You undoubtedly will have the opportunity to try poi during your Hawaii vacation. It’s served at all the luau, often appears as a breakfast staple (like home fries or toast), and is available at all the restaurants that offer Hawaiian fare.
True locals consider poi as their ”staff of life” — the equivalent of bread in the Western diet. It’s often the first prepared food given to infants, regardless of the family’s ethnicity, and those infants grow up without ever losing their taste for the tangy, slightly sour concoction. It becomes an indispensable accompaniment to the lau lau — steaming meat and fish served wrapped in ti leaves — that are the main dishes of the luau, and a lot of us eat it for breakfast in place of cereal, or use it as a dip for appetizers.
Most visitors leave it on their plates without even trying it. It is, after all, a light brown, viscous mass that looks something like wallpaper paste. First timers at least imagine it tastes like wallpaper paste, too, although the mild flavor has its own pleasant character.

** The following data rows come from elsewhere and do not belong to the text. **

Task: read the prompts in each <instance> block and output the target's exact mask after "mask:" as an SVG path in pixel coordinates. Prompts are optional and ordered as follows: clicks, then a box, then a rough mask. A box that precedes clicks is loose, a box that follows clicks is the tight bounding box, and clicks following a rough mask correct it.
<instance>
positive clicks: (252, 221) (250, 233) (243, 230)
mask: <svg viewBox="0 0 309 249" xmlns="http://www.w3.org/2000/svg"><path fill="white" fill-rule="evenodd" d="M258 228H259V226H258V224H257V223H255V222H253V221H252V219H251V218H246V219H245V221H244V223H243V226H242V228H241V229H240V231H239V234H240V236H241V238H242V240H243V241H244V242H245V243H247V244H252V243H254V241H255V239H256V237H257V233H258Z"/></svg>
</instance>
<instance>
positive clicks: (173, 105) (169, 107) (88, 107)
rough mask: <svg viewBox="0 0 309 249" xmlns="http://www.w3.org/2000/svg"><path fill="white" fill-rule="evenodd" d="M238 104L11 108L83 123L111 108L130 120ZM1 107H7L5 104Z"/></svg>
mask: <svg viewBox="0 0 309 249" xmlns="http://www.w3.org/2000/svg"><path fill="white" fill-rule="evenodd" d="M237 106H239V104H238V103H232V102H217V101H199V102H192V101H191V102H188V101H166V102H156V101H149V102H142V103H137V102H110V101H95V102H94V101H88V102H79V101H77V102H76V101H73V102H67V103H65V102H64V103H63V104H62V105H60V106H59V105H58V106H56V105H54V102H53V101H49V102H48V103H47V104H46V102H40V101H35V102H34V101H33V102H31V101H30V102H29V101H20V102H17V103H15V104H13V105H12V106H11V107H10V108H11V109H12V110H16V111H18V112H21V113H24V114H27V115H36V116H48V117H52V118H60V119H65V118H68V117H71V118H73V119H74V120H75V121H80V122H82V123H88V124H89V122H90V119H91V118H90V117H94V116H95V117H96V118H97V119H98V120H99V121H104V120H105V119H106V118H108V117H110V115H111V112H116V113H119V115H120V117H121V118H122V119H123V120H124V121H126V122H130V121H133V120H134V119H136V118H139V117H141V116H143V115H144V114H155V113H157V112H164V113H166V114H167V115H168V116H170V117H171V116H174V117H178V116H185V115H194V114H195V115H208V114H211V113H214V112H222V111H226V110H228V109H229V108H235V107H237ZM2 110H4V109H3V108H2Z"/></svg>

Actually, the freshly made poi served at most commercial luaus is too bland for us locals. We prefer the stronger flavor of the pulverized root after it has been allowed to ferment for three or four days, then water is added to produce the right consistency.
The thickness of the mixture is a matter of individual taste. That viscosity determines whether it’s one-, two- or three-finger poi. No, we don’t use forks or spoons, even though you probably will at your luau.
Taro root, the solid ingredient of poi, is a good source of calories, calcium and iron, and it provides fiber. Poi’s greatest value as baby food is its hypoallergenic quality. It seems to cause no allergies at all.
Give it a chance while you’re here. We won’t be insulted if you leave most of it behind.